The thread is waiting to use cpu

The thread is performing an uninterruptible IO operation.

Since the cpu is not high and the load is high, the thread is either io or waiting to use cpu. However, I have doubts about the latter "waiting to use cpu". For example, if there are 10 threads in the thread pool, the task is very slow, only one thread will be used at a time, then 9 threads are waiting to use cpu, but these 9 threads obviously will not occupy system resources, so I think nature will not consume cpu, so this point is not considered.

Therefore, in the case of low cpu, if the load is high, the high probability of io is the culprit, which results in the task running all the time, delayed processing, and the thread can not return to the thread pool. First of all, let's briefly talk about disk io. Since wa represents the percentage of disk io waiting for cpu, we can check whether disk io is caused by wa:

If so, print the stack in the same way as cpu High, look at the part of the file io for analysis, and find out why, for example, multithreading is reading a very large local file into memory.

Disk io causes high load, which I believe is a minority after all. Because of the characteristics of the Java language, applications with more high io should be dealing with network requests, such as:

Get data from the database

Get data from Redis

Call Http interface to get data from Alipay

Get the data in a service through dubbo.

In view of this situation, I think first of all we should be familiar with the dependence of the entire system architecture. For example, I draw a sketch:

Any high time-consuming call to the relying party will increase the load of its own system.
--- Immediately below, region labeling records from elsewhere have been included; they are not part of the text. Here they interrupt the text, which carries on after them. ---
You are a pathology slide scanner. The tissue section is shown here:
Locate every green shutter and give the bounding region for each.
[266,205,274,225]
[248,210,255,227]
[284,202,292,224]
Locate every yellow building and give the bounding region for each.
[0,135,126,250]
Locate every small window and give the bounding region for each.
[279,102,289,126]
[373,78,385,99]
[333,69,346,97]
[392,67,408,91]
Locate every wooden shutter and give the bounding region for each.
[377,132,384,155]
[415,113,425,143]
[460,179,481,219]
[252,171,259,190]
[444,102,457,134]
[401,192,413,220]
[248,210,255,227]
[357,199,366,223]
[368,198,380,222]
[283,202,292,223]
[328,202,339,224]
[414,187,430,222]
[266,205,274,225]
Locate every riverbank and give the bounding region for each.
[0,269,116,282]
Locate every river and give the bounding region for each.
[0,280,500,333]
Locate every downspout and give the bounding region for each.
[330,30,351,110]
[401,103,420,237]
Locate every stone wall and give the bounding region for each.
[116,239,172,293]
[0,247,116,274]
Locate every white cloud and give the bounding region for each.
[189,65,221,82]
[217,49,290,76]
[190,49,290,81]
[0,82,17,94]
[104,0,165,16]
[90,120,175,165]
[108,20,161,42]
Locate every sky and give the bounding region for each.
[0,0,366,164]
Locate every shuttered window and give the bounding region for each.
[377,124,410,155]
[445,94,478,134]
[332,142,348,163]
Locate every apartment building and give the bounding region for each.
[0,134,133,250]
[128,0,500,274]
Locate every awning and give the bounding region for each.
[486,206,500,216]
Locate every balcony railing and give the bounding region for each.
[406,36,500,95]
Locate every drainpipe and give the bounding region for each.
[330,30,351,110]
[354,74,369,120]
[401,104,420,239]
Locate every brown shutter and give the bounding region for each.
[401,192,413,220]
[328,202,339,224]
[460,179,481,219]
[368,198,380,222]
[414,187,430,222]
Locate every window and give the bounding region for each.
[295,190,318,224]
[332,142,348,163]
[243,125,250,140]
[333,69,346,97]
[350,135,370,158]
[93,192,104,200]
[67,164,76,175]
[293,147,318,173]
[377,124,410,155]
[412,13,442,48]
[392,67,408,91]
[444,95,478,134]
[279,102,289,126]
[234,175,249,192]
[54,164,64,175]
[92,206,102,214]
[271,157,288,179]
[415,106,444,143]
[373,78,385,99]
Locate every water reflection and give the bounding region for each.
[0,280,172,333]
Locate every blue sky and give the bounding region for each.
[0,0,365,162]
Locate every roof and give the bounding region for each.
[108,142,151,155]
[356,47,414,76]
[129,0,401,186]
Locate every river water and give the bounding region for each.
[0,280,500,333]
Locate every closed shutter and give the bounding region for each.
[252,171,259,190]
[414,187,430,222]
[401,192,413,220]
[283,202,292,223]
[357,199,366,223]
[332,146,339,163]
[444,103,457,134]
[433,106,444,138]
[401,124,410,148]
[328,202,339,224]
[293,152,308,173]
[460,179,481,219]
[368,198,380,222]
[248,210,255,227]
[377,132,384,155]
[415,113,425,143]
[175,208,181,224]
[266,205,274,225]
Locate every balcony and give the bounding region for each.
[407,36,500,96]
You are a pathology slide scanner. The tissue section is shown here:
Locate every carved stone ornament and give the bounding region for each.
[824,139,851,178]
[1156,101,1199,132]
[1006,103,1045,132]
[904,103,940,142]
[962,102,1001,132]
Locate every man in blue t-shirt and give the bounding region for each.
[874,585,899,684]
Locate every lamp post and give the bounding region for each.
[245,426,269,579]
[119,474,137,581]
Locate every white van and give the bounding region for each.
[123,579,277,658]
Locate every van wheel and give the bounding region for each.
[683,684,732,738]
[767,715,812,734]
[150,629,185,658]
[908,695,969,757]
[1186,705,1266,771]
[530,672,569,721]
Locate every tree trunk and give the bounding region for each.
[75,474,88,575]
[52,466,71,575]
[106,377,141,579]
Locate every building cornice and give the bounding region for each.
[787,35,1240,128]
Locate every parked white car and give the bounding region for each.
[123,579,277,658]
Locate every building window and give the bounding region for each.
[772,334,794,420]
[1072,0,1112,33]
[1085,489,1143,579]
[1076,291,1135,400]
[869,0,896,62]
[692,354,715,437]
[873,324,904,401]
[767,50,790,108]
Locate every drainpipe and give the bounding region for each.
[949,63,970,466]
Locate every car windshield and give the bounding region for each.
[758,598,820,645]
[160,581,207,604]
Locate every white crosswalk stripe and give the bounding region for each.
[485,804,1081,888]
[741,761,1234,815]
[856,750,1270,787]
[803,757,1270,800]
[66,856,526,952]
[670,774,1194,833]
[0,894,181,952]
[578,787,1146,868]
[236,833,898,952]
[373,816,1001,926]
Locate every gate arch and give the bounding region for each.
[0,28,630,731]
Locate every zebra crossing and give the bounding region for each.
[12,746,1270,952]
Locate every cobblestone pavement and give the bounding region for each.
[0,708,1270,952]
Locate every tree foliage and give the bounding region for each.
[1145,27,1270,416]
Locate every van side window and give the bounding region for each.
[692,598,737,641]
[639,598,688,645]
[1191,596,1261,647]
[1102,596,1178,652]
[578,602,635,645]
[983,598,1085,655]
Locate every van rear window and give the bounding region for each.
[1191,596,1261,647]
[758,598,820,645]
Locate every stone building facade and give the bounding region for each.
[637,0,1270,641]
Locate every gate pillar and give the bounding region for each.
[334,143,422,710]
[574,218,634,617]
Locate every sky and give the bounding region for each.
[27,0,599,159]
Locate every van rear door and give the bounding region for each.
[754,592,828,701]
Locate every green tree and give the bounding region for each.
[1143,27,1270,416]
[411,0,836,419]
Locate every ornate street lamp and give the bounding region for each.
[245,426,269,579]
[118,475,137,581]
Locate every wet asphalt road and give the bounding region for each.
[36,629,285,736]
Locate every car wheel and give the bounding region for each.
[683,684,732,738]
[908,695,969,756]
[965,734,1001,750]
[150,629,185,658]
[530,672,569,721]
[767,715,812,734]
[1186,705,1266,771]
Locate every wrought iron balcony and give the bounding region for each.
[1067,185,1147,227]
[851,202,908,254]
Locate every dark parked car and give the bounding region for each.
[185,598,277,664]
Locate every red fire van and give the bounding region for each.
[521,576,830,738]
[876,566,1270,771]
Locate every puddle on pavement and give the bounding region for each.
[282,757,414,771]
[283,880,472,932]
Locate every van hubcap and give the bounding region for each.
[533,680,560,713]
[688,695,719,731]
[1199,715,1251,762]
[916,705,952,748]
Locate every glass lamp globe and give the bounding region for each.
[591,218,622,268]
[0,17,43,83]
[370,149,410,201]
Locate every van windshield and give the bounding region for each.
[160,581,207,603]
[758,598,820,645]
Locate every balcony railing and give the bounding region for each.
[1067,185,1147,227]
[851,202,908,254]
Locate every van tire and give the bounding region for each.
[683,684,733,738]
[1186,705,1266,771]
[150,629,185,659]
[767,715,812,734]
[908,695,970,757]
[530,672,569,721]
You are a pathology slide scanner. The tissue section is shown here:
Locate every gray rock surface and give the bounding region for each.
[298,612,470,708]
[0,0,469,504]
It is recommended that the troubleshooting method with high load is:

Check the log, whether it is called by HBase, MySql, Redis or through http or dubbo, if the call times out and the connection in the connection pool times out, there will usually be an error log thrown. As long as the system does not catch an exception and then swallows it without typing the log, you can generally find the relevant exception.

For dubbo and http calls, it is recommended to monitor the buried point, output necessary parameters such as interface name, method input parameters (control size), success, and call duration. Sometimes there may be no timeout, but calling for 2 or 3 seconds will also cause load to rise, so in this case, you need to check the method call duration for the next step.

If the above steps are still useless or do not bury the call to the interface, then you should print the stack omnipotently, printing five or ten times in a row to see if most of the stack points to the call to the same interface. If there is a network io, the last few lines of the stack usually have at java.net.SocketInputStream.read (SocketInputStream.java:129).

Summary of several reasons for the high application of load in Java

Having said so much, here are some of the possible reasons for the high load:

An endless loop or an unreasonable large number of loop operations, if it is not a loop operation, it will only take a while to process a large piece of code according to the processing speed of modern cpu, which basically consumes no capacity.

Frequent YoungGC

Frequent FullGC

High disk IO

High network IO.

The high load of the system is usually caused by the unreasonable use of bug or the introduction of some third-party jar in a certain section of code, so we should first distinguish whether the high load is caused by the high cpu or the high io, and take different ways to locate the problem according to different scenarios.

When at a loss, jstack print stack analysis bar, may be able to find the cause of the error at a glance.

Thank you for reading this article carefully. I hope the article "how to troubleshoot CPU and Load anomalies in linux" shared by the editor will be helpful to you. At the same time, I also hope you will support us and pay attention to the industry information channel. More related knowledge is waiting for you to learn!

Welcome to subscribe "Shulou Technology Information " to get latest news, interesting things and hot topics in the IT industry, and controls the hottest and latest Internet news, technology news and IT industry trends.

*The comments in the above article only represent the author's personal views and do not represent the views and positions of this website. If you have more insights, please feel free to contribute and share.